A year ago today, Matt and I took G and H to the Bronx Zoo. The day was mostly overcast and the temperature never reached into the boiling hot range. The animals were out from their hiding places and active. We rode the monorail, chased a peacock, and ate lunch after barely escaping a light drizzle.

When we returned home, Matt had a headache and needed a rest. I’m sure my thoughts went straight to the tumors, straight to the growing anxiety that wished the August 16th MRI would hurry up. Though truthfully, rushing to blame brain cancer wasn’t fair. We’d had a long, tiresome day. G had accumulated over 13,000 steps on her Fitbit. We’d crawled through a modest amount of traffic on the way out of the Bronx. Maybe we all wanted nothing more than to sit and not move for a while.

Then again, G was seven-years-old and H was five-years-old, and seven- and five-year-olds have boundless amounts of energy.

Over the last two weeks I’ve written about Matt’s minor headaches. I’ve noted behaviors that weren’t quite right, but barely visible—likely invisible—to others. I’ve noted that I noticed and worried and spent too much time obsessing. But while Matt was growing symptomatic in inconsistent micro-bursts and I was growing increasingly anxious, we were also parenting. Every day.

So what about G and H? What did they think about the fact that they had to play quietly now because Daddy had another headache? What did they think of the way the battle against a disease seemed to have ratcheted up a notch?

Truthfully, I don’t know. Thirteen—almost fourteen months—into our battle against Glioblastoma, Matt and I had told G and H nothing more than we’d told them initially: Daddy had headaches.

They knew Daddy had headaches and sometimes that meant they needed to be a little extra quiet, a little bit more calm. Or, Daddy had headaches and sometimes that meant Daddy was too tired to play and Mommy needed just a minute to do one more Google search. They knew nothing more. Not the word cancer. Certainly not the words Glioblastoma and chemotherapy. They didn’t know to anticipate MRIs or hope a drug named CCNU was shrinking a tumor in the right parietal lobe of Daddy’s brain.

The logic that had propelled us early on remained intact: G and H didn’t need to know the specifics of Matt’s illness because they didn’t need to worry about something that would soon be a distant memory. They didn’t need their innocence shattered by this word—cancer—that had infiltrated our lives because Matt’s status as a cancer patient was only temporary.
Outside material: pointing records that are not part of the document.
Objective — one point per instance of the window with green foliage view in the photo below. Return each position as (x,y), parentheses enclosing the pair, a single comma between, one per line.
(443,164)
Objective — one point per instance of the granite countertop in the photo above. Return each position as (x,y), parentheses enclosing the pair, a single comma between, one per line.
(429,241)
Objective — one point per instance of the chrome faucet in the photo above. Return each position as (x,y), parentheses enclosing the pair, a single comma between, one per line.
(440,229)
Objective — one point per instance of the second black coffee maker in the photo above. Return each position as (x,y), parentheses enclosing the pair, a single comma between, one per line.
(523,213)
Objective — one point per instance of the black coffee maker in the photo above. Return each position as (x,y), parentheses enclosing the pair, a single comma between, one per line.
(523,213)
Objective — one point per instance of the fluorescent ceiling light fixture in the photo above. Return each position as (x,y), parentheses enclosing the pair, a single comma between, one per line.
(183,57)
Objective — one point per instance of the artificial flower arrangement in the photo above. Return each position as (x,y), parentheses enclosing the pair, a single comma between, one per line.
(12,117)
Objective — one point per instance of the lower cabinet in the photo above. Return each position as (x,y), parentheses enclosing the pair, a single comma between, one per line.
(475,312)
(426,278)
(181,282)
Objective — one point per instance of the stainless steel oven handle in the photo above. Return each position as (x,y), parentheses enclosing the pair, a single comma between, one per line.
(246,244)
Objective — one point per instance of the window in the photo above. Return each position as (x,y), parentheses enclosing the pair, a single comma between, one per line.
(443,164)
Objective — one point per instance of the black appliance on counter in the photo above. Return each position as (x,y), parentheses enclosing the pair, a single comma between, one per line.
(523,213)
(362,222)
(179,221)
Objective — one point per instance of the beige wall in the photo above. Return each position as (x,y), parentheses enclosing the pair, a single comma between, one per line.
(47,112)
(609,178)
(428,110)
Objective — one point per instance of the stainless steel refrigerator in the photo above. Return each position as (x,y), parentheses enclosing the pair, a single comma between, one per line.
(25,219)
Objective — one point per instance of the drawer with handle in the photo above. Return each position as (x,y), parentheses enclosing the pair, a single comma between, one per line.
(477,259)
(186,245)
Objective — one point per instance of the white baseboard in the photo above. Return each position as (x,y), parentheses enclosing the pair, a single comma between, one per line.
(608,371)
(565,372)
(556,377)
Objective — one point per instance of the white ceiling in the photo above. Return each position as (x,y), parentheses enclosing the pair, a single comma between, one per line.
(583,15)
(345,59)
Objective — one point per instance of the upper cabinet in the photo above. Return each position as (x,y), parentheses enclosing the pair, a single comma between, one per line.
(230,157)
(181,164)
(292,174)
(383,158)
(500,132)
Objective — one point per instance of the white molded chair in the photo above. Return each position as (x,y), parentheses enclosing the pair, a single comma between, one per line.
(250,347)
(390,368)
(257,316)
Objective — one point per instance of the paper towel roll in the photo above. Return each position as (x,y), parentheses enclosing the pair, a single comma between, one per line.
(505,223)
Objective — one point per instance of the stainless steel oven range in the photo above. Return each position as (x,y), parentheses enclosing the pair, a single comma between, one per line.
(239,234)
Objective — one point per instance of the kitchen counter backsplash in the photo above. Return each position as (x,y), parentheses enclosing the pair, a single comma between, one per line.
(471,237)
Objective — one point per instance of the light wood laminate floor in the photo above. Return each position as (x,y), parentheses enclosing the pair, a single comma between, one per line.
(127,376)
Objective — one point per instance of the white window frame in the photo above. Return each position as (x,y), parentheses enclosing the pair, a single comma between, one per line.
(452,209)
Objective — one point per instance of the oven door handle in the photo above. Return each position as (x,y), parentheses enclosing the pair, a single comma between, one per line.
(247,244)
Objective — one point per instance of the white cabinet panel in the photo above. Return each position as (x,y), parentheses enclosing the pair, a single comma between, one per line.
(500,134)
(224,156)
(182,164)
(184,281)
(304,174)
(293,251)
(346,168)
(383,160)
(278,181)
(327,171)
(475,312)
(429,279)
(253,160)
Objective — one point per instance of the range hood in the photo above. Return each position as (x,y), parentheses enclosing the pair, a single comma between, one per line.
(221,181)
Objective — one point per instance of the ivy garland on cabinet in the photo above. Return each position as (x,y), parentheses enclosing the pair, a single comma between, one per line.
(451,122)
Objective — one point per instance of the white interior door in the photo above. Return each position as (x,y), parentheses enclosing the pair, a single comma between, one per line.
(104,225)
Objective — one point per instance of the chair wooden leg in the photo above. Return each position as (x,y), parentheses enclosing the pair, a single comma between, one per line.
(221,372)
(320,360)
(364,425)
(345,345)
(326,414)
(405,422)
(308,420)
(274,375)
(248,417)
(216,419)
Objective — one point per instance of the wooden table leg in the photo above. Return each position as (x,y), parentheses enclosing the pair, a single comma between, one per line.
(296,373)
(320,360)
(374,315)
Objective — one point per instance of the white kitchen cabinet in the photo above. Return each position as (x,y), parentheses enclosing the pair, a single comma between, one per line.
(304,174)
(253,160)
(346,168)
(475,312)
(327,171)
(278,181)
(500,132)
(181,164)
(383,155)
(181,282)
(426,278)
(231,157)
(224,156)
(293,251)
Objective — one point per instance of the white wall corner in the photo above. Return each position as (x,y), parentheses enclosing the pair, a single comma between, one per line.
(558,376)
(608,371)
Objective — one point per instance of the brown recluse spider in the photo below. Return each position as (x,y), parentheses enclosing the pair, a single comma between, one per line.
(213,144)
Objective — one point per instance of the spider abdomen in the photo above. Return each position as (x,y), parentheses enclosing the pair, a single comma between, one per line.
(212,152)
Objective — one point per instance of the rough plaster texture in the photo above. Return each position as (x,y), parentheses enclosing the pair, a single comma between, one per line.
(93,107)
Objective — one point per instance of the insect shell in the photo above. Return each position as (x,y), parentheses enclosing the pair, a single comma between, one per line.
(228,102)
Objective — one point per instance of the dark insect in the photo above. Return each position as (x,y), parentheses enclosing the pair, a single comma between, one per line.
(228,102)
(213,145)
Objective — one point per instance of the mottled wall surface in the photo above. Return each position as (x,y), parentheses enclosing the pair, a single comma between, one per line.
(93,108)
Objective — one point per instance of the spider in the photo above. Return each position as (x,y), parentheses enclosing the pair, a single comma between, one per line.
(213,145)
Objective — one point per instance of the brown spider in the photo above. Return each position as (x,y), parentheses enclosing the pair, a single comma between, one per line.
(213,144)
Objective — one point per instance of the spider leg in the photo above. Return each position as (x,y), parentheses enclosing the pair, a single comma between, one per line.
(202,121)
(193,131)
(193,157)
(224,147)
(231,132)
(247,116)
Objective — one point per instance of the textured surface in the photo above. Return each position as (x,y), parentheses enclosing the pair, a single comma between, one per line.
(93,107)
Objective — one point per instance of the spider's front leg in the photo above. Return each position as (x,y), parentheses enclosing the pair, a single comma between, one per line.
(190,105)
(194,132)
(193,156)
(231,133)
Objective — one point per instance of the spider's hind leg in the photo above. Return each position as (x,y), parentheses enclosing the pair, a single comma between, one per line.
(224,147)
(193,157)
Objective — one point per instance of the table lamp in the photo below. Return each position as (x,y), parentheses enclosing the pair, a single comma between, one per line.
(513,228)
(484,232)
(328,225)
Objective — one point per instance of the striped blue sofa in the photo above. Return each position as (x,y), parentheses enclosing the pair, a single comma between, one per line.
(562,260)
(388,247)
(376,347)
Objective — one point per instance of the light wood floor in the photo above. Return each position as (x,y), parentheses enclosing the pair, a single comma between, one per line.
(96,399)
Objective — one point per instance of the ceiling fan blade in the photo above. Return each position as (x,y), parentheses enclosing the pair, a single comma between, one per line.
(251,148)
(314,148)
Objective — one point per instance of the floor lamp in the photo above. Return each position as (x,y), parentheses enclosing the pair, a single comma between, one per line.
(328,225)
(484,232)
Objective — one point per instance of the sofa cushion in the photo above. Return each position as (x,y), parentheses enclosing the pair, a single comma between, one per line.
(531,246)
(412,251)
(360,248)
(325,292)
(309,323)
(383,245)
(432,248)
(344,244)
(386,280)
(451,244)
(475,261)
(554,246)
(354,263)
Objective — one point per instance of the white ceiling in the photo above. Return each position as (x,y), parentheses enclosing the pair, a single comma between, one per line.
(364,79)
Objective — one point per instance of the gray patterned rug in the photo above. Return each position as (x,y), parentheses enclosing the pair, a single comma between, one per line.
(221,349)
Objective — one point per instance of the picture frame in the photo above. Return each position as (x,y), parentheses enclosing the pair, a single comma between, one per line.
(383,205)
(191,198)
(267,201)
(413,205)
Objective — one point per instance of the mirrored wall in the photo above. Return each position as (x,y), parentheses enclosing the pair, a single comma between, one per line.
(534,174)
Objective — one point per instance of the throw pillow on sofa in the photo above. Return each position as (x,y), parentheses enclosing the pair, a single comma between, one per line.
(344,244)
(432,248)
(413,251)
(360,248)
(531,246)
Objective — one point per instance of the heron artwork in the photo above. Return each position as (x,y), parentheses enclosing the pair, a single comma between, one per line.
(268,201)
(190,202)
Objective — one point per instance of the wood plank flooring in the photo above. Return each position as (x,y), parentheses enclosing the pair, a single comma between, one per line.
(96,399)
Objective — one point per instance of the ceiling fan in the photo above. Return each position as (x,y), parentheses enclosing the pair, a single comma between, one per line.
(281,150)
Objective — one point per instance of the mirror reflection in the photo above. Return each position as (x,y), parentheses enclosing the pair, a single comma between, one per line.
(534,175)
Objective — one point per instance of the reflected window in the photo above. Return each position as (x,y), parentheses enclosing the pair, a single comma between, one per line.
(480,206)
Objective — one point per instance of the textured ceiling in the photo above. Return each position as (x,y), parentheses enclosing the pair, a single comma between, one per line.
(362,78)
I don’t remember what happened after the zoo, after Matt’s headache passed. But I don’t need to remember. I can picture the scene that is missing from my memory without closing my eyes. All six foot one of Matt stretched out over G’s pink comforter, his feet bumping up against the army of stuffed animals and pillows (which, somehow, in this post-hope year, continues to multiply). I can picture him reading The Day the Crayons Quit and making different voices for all the crayons, or maybe reading Press Here and encouraging G and H to blow on the pages. I can picture their laughter and the way they looked up at him without wondering what was happening in his brain. I can picture the way they said good night and went to bed without an unknowable weight on their minds.

One year ago today, despite the micro-bursts of symptoms and the anxiety, the hope and certainty that Matt would be cured, not simply cancer free, was unwavering. And for that reason, telling G and H that Daddy had headaches was enough.

Time will tell whether we made the right choice. But knowing how thoroughly their innocence will be shattered by the end of this story, I can’t help but look back and feel grateful that our hope preserved their innocence for one more day.